Первые дни весны все встретили с облегчением. Это значит – пережили страшную холодную зиму, это значит – будем жить до следующей осени. Только Люся не чувствовала, как падают на ее лицо солнечные весенние зайчики. Она уже неделю не открывала глаза и перестала говорить…

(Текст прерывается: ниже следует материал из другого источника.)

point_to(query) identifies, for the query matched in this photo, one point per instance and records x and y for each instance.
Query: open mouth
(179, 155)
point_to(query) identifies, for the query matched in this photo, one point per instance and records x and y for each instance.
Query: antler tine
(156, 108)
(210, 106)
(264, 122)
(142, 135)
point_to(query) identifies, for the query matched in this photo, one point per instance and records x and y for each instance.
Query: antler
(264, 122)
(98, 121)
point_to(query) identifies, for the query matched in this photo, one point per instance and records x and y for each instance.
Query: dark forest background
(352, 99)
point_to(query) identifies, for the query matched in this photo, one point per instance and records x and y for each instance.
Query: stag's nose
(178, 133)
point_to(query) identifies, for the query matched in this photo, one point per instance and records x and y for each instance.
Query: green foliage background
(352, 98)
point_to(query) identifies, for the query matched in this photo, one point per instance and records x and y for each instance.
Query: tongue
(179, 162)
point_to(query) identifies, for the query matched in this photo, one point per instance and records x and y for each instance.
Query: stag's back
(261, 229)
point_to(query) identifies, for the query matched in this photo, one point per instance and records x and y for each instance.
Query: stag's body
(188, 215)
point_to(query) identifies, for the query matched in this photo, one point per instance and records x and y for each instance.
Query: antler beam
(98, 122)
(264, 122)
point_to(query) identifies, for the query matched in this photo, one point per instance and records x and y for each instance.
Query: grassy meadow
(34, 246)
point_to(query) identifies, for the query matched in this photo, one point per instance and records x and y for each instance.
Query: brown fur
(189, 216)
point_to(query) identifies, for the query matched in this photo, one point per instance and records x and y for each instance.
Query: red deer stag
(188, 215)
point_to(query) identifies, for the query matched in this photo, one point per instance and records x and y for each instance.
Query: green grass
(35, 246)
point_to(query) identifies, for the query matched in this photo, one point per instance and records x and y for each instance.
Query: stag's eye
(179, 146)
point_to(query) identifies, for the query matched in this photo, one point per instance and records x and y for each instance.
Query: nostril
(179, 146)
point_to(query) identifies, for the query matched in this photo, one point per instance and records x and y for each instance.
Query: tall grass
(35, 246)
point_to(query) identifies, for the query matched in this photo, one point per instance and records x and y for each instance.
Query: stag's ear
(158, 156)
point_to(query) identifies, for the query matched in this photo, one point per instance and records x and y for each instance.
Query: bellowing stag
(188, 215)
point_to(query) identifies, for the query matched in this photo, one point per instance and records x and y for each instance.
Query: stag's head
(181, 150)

Кровавая Мэри почуяла запах мяса. Он доносился из пятнадцатой палаты. Надо было мясо добыть. Сегодня Лобастый Васька впервые открыл глаза и отчетливо попросил более существенной пищи, чем жирное материнское молоко. С нежностью думая о маленьком хищнике, Мэри бесстрашно протиснулась в палату. И – вот он источник благодатного запаха – толстый кружок колбасы, лежащий на тумбочке у окна. Она подбежала к колбасе и прыгнула на тумбочку. Но остановилось. Вместе с мясным ароматом до нее долетел другой – запах детской боли, запах детской смерти. Он был слишком хорошо знаком ей – маленькие комочки, утопающие в Валином ведре издавали такой же. Это ее погубленные дети звали на помощь. Кровавая Мэри забыла про колбасу и прыгнула на грудь тщедушному источнику боли. В теле сразу же запульсировало страдание. Мэри подавляла его, урча потаптываясь по одеялу. Должно быть, этому существу подошел срок, потому что, прежде слепое, оно, как Лобастый Васька, широко вдруг распахнуло синие глаза и произнесло слабо: «Мама»…

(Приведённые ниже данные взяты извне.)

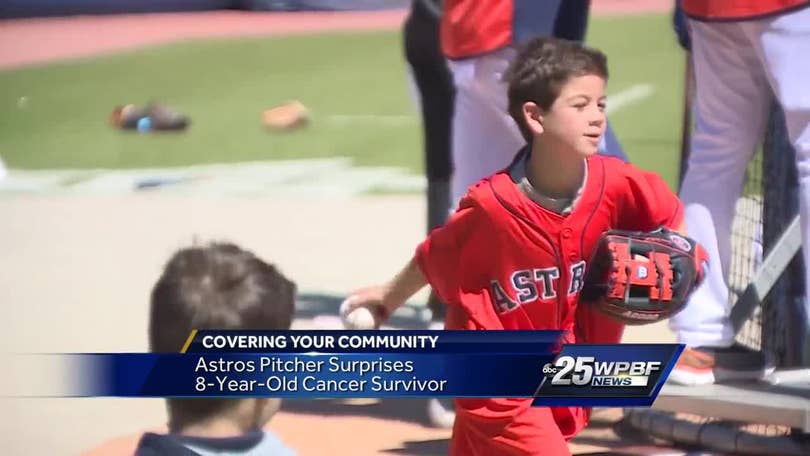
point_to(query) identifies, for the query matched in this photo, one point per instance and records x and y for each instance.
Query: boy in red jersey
(514, 254)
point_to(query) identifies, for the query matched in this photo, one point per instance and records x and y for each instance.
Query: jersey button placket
(567, 234)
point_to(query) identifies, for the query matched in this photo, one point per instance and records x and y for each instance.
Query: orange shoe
(705, 365)
(694, 367)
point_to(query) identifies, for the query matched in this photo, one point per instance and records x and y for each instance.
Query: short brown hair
(541, 69)
(218, 286)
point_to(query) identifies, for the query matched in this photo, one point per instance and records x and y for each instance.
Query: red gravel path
(26, 42)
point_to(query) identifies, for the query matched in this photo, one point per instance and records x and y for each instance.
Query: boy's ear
(533, 117)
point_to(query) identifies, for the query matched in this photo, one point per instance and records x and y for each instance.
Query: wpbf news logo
(615, 375)
(586, 370)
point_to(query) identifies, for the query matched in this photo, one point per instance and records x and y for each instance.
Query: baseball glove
(643, 277)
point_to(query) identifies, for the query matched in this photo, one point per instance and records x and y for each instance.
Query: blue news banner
(335, 364)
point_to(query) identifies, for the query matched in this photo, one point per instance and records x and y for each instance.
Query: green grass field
(224, 85)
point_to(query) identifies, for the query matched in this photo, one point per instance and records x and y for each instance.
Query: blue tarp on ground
(42, 8)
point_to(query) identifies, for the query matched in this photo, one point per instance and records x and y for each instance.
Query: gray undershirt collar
(562, 206)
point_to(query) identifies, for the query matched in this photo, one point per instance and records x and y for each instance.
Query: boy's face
(576, 120)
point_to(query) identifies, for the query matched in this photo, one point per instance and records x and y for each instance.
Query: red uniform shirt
(504, 262)
(737, 9)
(473, 27)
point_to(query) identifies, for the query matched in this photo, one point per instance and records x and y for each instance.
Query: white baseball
(359, 318)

Люся ощутила тяжесть. Грудь сначала сдавило. Потом девочка почувствовала, как каждая косточка наполняется силой, как будто тело становится легче. Она подумала, что, наконец, умирает, что ее страдания завершаются естественно и спокойно. И очень обрадовалась.

Когда Люся открыла глаза, чтобы в последний раз взглянуть на мир, приютивший ее на время, она увидела толстое серое тело, расположившееся на ее чахлой груди и большие зеленые глаза, которые глядели ей в самую душу…

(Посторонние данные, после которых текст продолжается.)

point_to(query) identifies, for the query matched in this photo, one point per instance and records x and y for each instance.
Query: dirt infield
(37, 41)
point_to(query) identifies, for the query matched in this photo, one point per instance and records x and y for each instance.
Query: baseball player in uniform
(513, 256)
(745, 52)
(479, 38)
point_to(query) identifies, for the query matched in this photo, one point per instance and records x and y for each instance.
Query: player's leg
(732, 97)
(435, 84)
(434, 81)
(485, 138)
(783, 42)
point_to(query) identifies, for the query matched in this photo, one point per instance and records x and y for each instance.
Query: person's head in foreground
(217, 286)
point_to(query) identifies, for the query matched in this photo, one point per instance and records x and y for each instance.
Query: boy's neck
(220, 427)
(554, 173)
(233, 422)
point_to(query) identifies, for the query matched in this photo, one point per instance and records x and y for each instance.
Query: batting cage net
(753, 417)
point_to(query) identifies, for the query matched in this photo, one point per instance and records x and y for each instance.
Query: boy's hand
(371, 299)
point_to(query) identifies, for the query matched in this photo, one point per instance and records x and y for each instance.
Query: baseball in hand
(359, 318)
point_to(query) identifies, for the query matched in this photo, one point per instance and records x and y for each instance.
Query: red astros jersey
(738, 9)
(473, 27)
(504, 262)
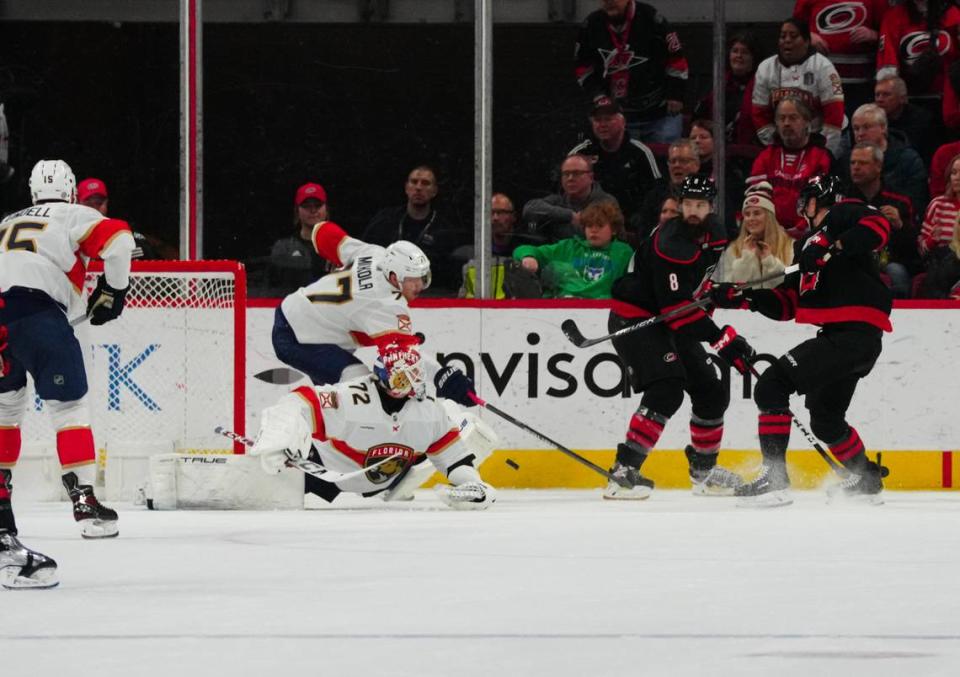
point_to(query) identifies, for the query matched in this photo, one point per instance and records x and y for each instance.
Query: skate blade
(700, 490)
(859, 499)
(628, 495)
(42, 579)
(99, 529)
(771, 499)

…Потом худенькое существо, от которого по-прежнему исходили волны боли и страдания, подняло ручку-плеточку и погладило Кровавую Мэри. Потом другой рукой нетвердо потянулось к тумбочке, где по-прежнему благоухала колбаса и протянуло аппетитный кружок кошке. Мэри, урча, взяла колбасу и побежала кормить Лобастого Ваську, который уже несколько минут, потеряв маму, надрывно плакал в глубине сырого подвала…

Вечером Люся попросила пить и съела кусочек белого хлеба…
Утром она вновь открыла глаза и спросила слабым голосом, придет ли к ней снова киска…

Кровавая Мэри вышла из подвала. Она направлялась в палату, где лежала маленькая девочка, давшая ей вчера кусок колбасы. Машка тихо отворила головой приоткрытую дверь и направилась к знакомой кровати. Люся уже ждала ее. Мэри запрыгнула на одеяло и аккуратно положила на грудь девочки то, что так  бережно несла в зубах. Лобастый Васька пискнул и прижался к горячему телу. Люся улыбнулась. Впервые за всю  долгую болезнь.